MIT Professor Michael Hawley
cyranoVR writes "Today's CBS This Morning ran an interesting profile on MIT Professor Michael Hawley. Aside from recently publishing a super-jumbo-sized book about the Kingdom of Bhutan, he has invented (among other things) an interactive kitchen counter, designed a heart monitor embedded in jewelry, contributed to the MIT Toys of Tomorrow project and has written several classical compositions for piano. What really struck me was Hawley's observation that 'today's computers aren't musical enough.' For him, there is 'no difference between an ivory keyboard and a QWERTY keyboard.' I think it's a good thing that the mainstream media is starting to show how 'computer nerds' (as the correspondent identified Hawley) can be rich individuals with much more to their lives than hardware upgrades, programming languages and pocket protectors."
"I think it's a good thing that the mainstream media is starting to show how 'computer nerds' (as the correspondent identified Hawley) can be rich individuals with much more to their lives than hardware upgrades, programming languages and pocket protectors." There is? Since when?
Bored? Why not join a decent mess
I knew and interacted with Michael Hawley lightly for a year (temporary advisor at MIT).
From my experience, he was constantly chasing whatever research line was most likely to get him in the media while neglecting projects that seemed to have more research merit but less potential for media attention.
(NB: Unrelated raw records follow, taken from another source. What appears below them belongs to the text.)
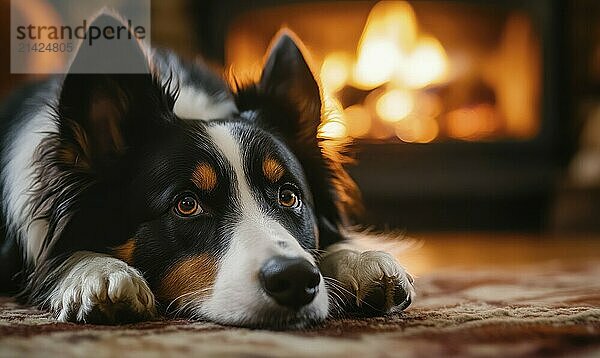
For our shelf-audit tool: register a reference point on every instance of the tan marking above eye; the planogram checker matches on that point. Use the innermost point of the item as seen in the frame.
(272, 169)
(125, 252)
(205, 177)
(193, 274)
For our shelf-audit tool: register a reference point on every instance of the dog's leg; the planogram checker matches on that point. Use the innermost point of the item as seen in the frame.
(95, 288)
(367, 282)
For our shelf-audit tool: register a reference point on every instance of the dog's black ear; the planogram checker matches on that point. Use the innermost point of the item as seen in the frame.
(287, 101)
(287, 75)
(108, 99)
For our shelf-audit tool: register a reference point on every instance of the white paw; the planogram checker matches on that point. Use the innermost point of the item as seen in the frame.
(101, 289)
(370, 282)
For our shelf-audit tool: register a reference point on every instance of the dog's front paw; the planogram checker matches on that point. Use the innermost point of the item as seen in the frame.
(369, 282)
(103, 290)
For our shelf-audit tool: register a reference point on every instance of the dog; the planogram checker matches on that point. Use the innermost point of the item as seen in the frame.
(171, 192)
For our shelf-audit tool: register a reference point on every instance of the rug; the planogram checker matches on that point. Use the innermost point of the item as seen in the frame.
(547, 309)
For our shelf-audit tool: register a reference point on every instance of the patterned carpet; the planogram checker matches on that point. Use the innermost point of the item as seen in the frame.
(542, 310)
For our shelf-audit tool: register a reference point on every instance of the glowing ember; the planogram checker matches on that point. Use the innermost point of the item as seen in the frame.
(358, 120)
(335, 71)
(417, 130)
(390, 31)
(395, 105)
(426, 64)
I always thought it would be interesting for someone to devise an "instrument" out of the QWERTY keyboard. So many people are proficient with the standard keyboard they'd be instant musicians.
It would be a cool addition to MMORPG games where you can have real bards that actually play music via keyboard.
I disagreed with the article quote that "For [Hawley], there is 'no difference between an ivory keyboard and a QWERTY keyboard'."I think the key will be to recognize that electronic music and the more classical type both have their own qualities and complement, rather than replace, each other. Sort of like how electric, acoustic, and classical guitars are all similar instruments but each have their own sound -- none is meant to replicate any other one.
More rich individuals?, being a rich individual is measured in terms of how well you addapt to the social roles that are impossed nowdays?.
Slashdot is a social activity.
Please think about this: Name 1 comunity of non-geek persons that are more than 10 and that get together every day to discuss their ideas. There are NONE.
Now, look at Slashdot, are we unsocial terminal geeks?.
I Think the hole think is upside down. We are social people, actually more sociable than other social groups because we still belevie in some things like netiquete, we can maintain social contract. Actual society CAN'T. Slashdot is not a website, it's a social contract. EVERYONE can post here, and he will be listened, we have our methods to protect ourselves from those that don't know how to live in society, but we won't censor them or ask them to go away.
We are unsocial with many people because they comunicate in a different language, which is by definition aggresive and antisocial.
WTF am I doing replying to an AC at 5 A.M on a Friday night?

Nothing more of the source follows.